BCA president Catherine Livingstone said the concept of retirement itself needed to change from a reward from a life of hard work and an entitlement to something different.
“It has created an artificial discontinuity between work and the rest of our life,” Ms Livingstone said.
“Rather than we work, we stop and then we retire, we could imagine that we have a life full of transitions.”
National Seniors Australia chief executive Michael O’Neill said pensions are an essential safety net.
“We also need to encourage and maximise self-reliance,” Mr O’Neill said.
Older Australians were a market opportunity rather than a burden, he said.
Council on the Ageing chief executive Ian Yates said growing older was kind of like a “grudge purchase”.
“I don’t think retirement into the future means what it used to mean but it doesn’t mean working until we drop,” Mr Yates said.

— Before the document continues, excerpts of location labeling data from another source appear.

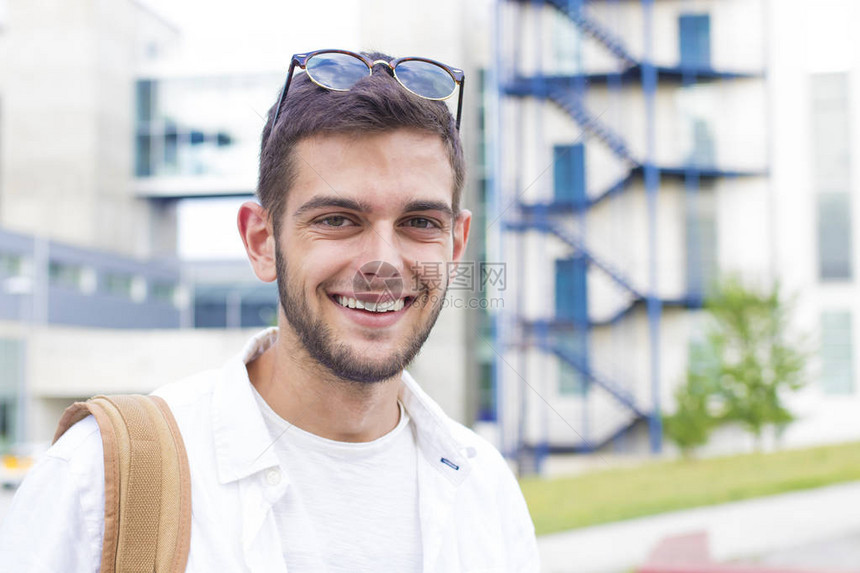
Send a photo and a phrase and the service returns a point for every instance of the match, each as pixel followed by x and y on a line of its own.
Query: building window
pixel 65 275
pixel 837 361
pixel 831 167
pixel 162 291
pixel 11 264
pixel 569 173
pixel 834 236
pixel 118 284
pixel 694 35
pixel 701 243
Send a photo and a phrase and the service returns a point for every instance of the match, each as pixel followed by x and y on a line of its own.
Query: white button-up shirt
pixel 472 513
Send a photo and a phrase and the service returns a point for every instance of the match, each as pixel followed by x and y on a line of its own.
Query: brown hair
pixel 375 104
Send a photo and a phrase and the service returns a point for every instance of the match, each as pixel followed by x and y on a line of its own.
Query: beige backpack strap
pixel 147 483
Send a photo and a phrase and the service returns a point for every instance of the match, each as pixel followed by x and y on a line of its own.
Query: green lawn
pixel 604 496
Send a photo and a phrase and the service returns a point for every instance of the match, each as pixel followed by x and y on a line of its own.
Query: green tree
pixel 744 369
pixel 693 421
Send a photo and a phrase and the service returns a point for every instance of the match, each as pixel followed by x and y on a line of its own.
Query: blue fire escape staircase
pixel 594 30
pixel 619 393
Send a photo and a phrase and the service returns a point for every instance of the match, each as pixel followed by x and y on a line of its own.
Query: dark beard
pixel 338 358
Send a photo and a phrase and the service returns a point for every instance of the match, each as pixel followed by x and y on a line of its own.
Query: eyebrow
pixel 328 201
pixel 429 206
pixel 362 207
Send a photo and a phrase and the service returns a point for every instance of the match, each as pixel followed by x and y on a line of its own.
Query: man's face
pixel 367 222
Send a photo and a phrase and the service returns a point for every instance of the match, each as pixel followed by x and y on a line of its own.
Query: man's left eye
pixel 422 223
pixel 335 221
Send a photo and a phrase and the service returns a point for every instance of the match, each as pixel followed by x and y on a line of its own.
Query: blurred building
pixel 108 130
pixel 646 148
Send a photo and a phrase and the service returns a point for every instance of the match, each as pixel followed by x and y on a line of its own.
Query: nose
pixel 381 266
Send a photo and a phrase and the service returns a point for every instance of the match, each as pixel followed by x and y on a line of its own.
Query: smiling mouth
pixel 372 307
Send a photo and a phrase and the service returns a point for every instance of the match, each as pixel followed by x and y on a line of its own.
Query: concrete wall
pixel 66 130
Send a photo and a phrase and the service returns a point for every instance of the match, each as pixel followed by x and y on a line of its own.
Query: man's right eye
pixel 335 221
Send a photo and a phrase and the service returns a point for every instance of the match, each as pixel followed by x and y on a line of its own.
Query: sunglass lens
pixel 336 71
pixel 425 79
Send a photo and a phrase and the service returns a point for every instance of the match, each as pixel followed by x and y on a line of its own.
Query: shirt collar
pixel 242 440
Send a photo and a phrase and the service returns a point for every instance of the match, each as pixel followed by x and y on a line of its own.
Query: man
pixel 314 450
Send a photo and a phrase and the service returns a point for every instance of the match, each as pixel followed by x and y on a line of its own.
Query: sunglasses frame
pixel 301 61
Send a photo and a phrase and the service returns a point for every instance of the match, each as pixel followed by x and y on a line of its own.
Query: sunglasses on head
pixel 339 70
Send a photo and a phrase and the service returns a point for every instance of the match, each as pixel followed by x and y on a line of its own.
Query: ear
pixel 461 233
pixel 259 240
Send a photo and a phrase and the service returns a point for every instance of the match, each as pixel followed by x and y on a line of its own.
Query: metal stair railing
pixel 621 394
pixel 577 244
pixel 574 106
pixel 595 30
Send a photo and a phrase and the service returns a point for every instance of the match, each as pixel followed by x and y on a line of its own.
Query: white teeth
pixel 387 306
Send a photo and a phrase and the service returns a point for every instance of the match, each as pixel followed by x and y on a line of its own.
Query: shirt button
pixel 273 477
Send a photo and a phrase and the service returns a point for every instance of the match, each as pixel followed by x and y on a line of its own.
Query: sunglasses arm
pixel 460 101
pixel 283 94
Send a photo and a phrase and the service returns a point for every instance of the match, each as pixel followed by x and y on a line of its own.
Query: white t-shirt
pixel 349 506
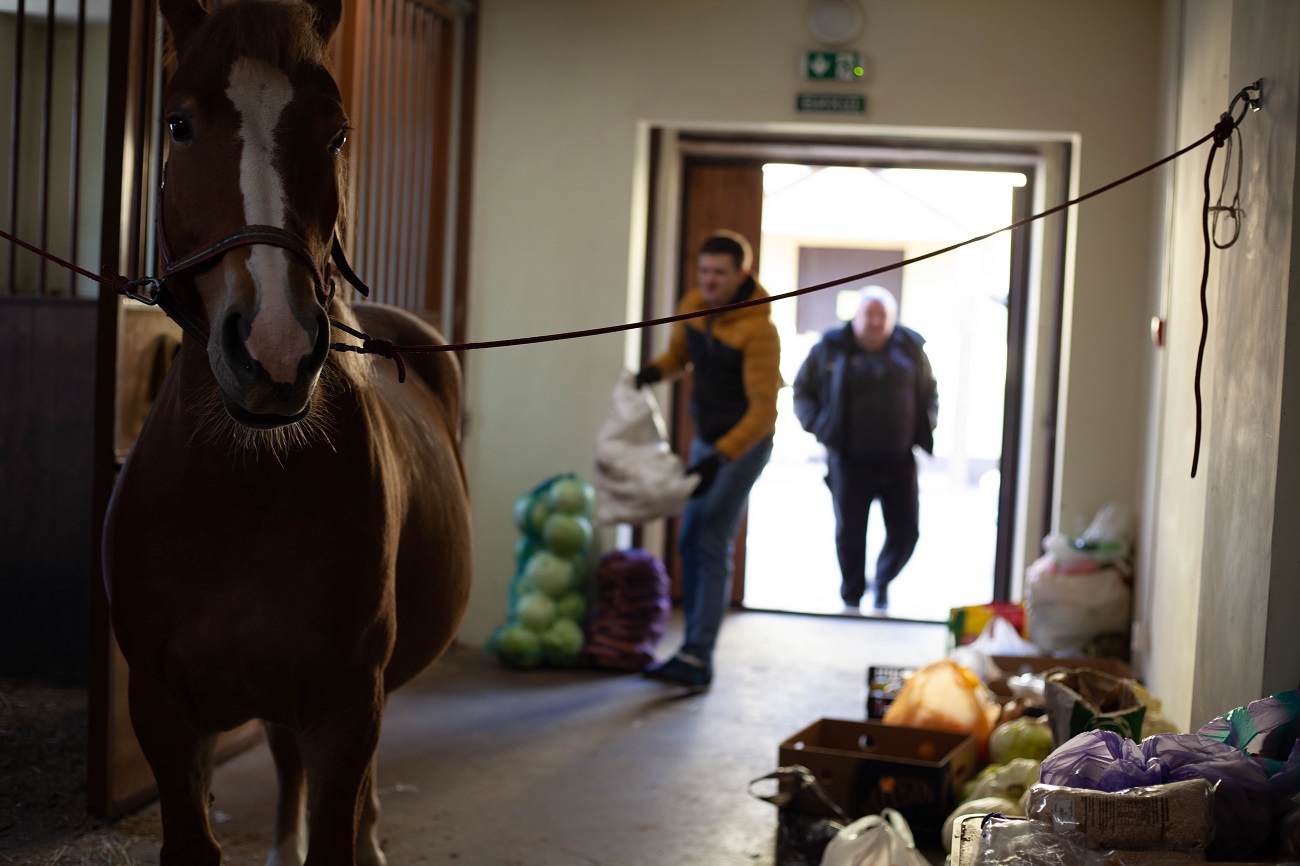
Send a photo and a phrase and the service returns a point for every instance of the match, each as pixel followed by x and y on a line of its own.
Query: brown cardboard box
pixel 866 766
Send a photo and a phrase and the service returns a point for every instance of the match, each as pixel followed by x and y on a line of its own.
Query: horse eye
pixel 181 129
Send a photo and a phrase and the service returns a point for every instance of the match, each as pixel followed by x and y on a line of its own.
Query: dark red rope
pixel 120 284
pixel 753 302
pixel 1222 133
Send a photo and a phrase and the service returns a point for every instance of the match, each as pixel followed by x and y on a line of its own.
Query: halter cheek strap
pixel 246 237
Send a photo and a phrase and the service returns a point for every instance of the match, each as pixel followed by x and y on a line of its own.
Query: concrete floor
pixel 494 767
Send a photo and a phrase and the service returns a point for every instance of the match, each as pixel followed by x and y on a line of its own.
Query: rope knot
pixel 385 349
pixel 117 282
pixel 1223 129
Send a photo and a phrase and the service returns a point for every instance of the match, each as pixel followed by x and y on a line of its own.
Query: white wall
pixel 562 86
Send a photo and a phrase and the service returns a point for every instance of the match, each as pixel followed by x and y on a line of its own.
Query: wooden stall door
pixel 714 196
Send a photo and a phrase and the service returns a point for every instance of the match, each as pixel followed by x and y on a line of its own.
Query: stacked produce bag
pixel 547 594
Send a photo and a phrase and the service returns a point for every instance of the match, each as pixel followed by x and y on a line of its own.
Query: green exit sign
pixel 832 65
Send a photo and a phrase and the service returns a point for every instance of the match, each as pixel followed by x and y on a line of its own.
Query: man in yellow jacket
pixel 733 356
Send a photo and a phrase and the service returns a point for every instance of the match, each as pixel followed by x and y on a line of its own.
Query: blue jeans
pixel 707 528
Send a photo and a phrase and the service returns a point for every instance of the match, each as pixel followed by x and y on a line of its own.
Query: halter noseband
pixel 246 237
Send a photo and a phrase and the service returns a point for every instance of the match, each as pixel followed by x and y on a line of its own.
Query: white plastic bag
pixel 875 840
pixel 997 639
pixel 637 476
pixel 1067 610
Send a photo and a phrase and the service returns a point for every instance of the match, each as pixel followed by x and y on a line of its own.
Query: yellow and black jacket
pixel 735 358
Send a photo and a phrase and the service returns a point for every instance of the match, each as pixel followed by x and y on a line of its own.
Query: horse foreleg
pixel 181 758
pixel 338 750
pixel 289 847
pixel 368 852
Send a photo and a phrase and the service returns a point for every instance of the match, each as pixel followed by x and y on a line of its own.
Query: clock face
pixel 835 22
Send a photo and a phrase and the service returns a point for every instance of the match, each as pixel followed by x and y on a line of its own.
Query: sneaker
pixel 677 671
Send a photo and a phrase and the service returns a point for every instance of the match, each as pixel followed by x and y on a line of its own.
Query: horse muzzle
pixel 251 393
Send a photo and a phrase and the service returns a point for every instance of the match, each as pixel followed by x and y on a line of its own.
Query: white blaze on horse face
pixel 260 92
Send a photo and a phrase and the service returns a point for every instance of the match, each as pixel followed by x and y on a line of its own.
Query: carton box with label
pixel 866 766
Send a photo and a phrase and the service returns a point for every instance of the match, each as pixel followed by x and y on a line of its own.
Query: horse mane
pixel 278 31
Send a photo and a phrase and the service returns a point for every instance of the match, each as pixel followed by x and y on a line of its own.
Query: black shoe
pixel 676 671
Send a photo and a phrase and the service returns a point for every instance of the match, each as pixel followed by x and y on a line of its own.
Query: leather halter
pixel 246 237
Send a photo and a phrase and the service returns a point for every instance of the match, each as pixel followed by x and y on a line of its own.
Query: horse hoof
pixel 291 852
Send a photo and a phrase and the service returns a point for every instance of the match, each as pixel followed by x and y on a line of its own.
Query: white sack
pixel 1067 610
pixel 637 476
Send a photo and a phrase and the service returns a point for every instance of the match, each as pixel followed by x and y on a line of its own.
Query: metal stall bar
pixel 14 141
pixel 74 159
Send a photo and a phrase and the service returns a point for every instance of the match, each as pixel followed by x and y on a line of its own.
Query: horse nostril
pixel 233 345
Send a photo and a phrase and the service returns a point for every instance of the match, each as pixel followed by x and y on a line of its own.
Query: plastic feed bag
pixel 945 696
pixel 875 840
pixel 637 476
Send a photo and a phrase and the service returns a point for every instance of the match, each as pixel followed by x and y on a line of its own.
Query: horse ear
pixel 328 13
pixel 182 18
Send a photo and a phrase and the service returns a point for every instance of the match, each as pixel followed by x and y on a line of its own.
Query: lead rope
pixel 152 291
pixel 1222 134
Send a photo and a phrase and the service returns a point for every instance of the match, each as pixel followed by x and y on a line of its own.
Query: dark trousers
pixel 853 488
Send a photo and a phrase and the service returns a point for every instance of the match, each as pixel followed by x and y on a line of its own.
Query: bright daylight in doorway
pixel 820 223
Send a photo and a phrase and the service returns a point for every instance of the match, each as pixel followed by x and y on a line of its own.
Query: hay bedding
pixel 43 818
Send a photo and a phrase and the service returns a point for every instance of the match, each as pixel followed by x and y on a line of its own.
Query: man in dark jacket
pixel 867 393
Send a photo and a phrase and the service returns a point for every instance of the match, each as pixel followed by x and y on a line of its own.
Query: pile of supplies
pixel 1002 756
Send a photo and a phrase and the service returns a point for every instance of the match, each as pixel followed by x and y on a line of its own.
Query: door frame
pixel 1036 302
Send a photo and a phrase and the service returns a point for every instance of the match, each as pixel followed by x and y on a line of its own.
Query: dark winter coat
pixel 904 408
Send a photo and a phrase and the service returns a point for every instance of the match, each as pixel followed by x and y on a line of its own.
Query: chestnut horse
pixel 289 540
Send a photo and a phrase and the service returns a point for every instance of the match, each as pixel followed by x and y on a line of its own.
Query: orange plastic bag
pixel 944 696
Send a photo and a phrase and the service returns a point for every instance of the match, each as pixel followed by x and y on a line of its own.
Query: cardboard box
pixel 865 766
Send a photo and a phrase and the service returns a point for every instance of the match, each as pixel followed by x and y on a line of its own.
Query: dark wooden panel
pixel 47 350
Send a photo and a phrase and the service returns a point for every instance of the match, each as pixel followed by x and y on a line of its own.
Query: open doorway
pixel 824 221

Tax reform, fiscal policy, affordable housing, health costs and workforce participation were all issues integral to retirement income.
“We need to recognise that we do have a pension system that is highly targeted,” he said.
A comprehensive, independent retirement income review was needed, he said.
So we went into the day knowing the issue needed to be addressed, and left with people saying it needed to be addressed… Does that make a good summit?
Mr Hawke, who was Prime Minister from 1983-91 is a great believer that the Government’s National Economic Summit in April 1983, was a springboard for the transformative reforms delivered in the 1980s and 90s.
“I fundamentally believed that there had to be significant reform because the Australian economy was going backwards,” Mr Hawke said. “I always quote the words of Lee Kuan Yew, who in 1980 said if Australia kept going the way it was, it would end up as ‘the poor white trash of Asia’. I believed he was right.
“So I called the summit. I asked Treasury to give all of the delegates all the information that we had been given. I wanted people to have an objective assessment of the challenges and dangers that faced the economy and to know the things that had to be done in response.”